Unlike black conservatives, such as Supreme Court justice Clarence Thomas, whom the African-American community mostly derides, the new black politician does not usually declare openly that he is against the issues blacks support. He just never declares that he is for those issues. For instance, the issue of reparations for slavery is avoided. At one presidential debate, white congressman Dennis Kucinich said he was for it, while Obama dodged the question.

Blacks make the false assumption that, because the new black politicians have somewhat dark skin, they in fact share the same goals and do not need to say so. When pressed a year after the aforementioned debate, Obama admitted he was against reparations for slavery. He can support giving $700 billion to corporate crooks and incompetents, but he cannot support reparations for slavery. Obviously, he knew he would still get 99 percent of the black vote.

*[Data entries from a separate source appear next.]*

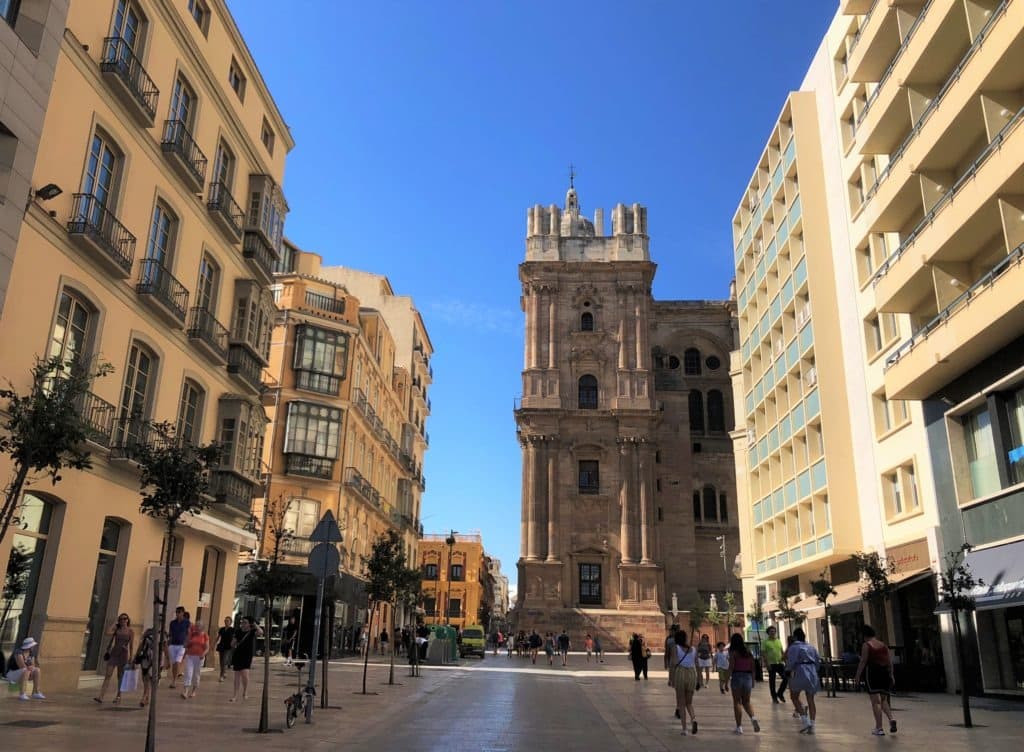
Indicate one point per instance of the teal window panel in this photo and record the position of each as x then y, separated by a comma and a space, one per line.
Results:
787, 291
813, 402
795, 211
818, 476
800, 273
804, 485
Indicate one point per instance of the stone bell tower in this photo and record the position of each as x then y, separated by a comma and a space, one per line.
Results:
588, 426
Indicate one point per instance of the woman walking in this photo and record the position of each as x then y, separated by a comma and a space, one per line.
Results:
244, 646
741, 682
877, 667
118, 656
197, 649
802, 662
684, 679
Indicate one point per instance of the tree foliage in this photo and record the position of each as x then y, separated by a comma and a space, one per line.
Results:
44, 431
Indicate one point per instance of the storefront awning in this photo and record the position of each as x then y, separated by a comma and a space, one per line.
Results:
1001, 569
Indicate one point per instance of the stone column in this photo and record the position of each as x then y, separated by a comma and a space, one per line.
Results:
552, 501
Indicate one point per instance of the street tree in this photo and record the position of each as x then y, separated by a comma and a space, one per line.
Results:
174, 481
44, 431
956, 586
267, 581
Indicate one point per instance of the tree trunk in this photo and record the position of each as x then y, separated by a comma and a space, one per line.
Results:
962, 669
151, 726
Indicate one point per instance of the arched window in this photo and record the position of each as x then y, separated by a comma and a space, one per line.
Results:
696, 411
588, 392
691, 362
716, 411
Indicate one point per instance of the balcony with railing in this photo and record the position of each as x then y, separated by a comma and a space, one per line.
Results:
225, 211
243, 364
163, 292
123, 72
208, 334
183, 154
259, 254
95, 230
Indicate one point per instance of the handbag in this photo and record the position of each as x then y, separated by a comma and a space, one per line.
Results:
129, 680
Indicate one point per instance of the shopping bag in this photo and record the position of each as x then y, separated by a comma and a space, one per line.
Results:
129, 680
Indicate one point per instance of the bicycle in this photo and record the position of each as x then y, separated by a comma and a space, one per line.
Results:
301, 701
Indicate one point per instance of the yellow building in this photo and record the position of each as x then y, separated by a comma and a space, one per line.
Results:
338, 404
457, 579
158, 117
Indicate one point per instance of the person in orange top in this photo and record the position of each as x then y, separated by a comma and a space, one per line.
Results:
197, 646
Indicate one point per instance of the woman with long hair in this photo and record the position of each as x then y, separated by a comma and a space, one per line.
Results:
877, 667
118, 656
741, 682
684, 679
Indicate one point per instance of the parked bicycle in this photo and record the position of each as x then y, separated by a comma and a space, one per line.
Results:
302, 700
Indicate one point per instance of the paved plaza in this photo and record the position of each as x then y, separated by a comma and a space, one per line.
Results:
491, 706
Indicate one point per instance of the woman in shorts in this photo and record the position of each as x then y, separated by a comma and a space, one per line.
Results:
802, 662
741, 682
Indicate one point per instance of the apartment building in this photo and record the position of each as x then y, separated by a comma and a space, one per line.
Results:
337, 402
30, 42
145, 260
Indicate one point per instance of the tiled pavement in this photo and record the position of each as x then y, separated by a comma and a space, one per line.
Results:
498, 704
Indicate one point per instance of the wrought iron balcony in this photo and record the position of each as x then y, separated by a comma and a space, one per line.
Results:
208, 334
129, 81
98, 232
225, 211
301, 464
183, 154
242, 363
260, 255
168, 295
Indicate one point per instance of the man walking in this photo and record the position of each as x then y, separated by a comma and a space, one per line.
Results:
771, 659
178, 635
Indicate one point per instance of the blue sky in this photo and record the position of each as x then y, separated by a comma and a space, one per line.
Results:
424, 130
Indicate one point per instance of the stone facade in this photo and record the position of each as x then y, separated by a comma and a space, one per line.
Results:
617, 473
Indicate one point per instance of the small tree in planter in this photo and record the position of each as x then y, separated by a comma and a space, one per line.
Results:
823, 590
955, 586
44, 431
268, 581
174, 479
876, 586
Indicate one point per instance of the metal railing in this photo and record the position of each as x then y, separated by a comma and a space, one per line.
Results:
178, 139
960, 302
221, 202
157, 281
204, 326
939, 205
89, 217
325, 302
120, 58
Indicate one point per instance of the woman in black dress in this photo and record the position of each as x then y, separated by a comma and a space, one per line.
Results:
244, 646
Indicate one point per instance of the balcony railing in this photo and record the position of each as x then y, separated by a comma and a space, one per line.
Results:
178, 141
90, 219
242, 363
258, 253
155, 280
203, 326
325, 302
221, 204
301, 464
119, 58
962, 300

African-Americans are like dogs at the park: If you fake throwing a Frisbee, they run away looking for the Frisbee you didn’t throw. When the dog comes back, you do it again—and the dog falls for it again, drooling. Blacks who swoon over Obama are akin to the blacks who dance to the song “Sweet Home Alabama.” They clearly haven’t listened to the words.

This is why the inauguration of Obama as the nation’s first half-white president was nothing to celebrate. One can only succeed as a black American—in politics or at your job—by submitting to majority authority and control. You can’t say you don’t want to recite the Pledge of Allegiance. You can’t suggest you were ever not proud of the country that murdered Indians with gifts infected by smallpox and that blew up little girls as they prayed.You certainly can’t speak the truth about racism, as Obama’s pastor, Jeremiah Wright, proved.

Obama’s rival, Senator John McCain, all but called Obama a child molester, all but called Obama a traitor, and in response Obama called McCain a “hero.” Wright, on the other hand, praised Obama endlessly, officiated at Obama’s wedding, baptized his children, and gave him the title of his best-selling book. But he also made a few correct remarks about American racism, labeled too “controversial” to keep them from being discussed seriously. Instead of standing by his friend and supporter as the statesman Nelson Mandela would have done, new black politician Barack Obama assailed Wright without mercy.
Obama’s election is exactly the wrong signal to send to America’s ebony youth: that, if you don’t raise any issues that make the majority uncomfortable, you, too, can become the president. We can only celebrate the election and inauguration of a black president when he can represent and articulate black interests, and not before.


Dr. Jonathan David Farley ’91 is the 2004 Harvard Foundation Distinguished Scientist of the Year.